This ambivalence pervades the work. “I wanted my skin to be present in the painting,” she explains, and here it is. The paintings are pinned directly to the gallery walls and fabric pools on the floor into crinkled piles of excess material, like shrugged off tissue or unwanted hide. Skin is physically conjured here in the painted fabric as enticing, luxuriant, delicious but also potentially grotesque. Using water based pigments, Seung Ah layers translucent stains onto fabric to create opaque flesh tones, a process in which drips seep beyond the drawn outlines, like fluid escaping the body’s boundaries to deliquesce into the surrounding empty spaces of calico.
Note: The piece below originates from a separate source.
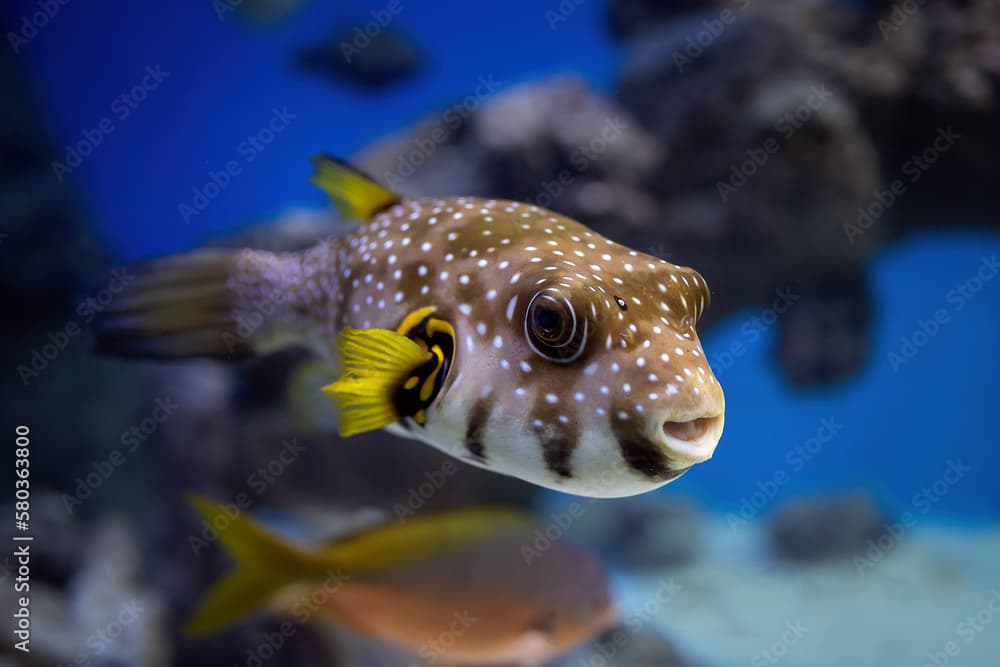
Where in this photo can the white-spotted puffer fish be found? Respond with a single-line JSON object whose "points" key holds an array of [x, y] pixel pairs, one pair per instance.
{"points": [[452, 587], [503, 334]]}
When the paintings are inverted and hung for display there are moments when the drip marks ascend in small, stylised forms suggestive of the mountain ranges painted in traditional oriental landscape. Seung Ah shows me a reproduction of the 15th C ‘Dream Journey to the Peach Blossom Paradise’ painted by Korean artist An Kyun. It uses high, flat and deep distance perspectives to convey the various stages of the dream journey across the mountainous landscape to paradise. This is a meditational painting through which the viewer could achieve Wa-yu or ‘rambling while lying’, a spiritual encounter with the mountains from their own room.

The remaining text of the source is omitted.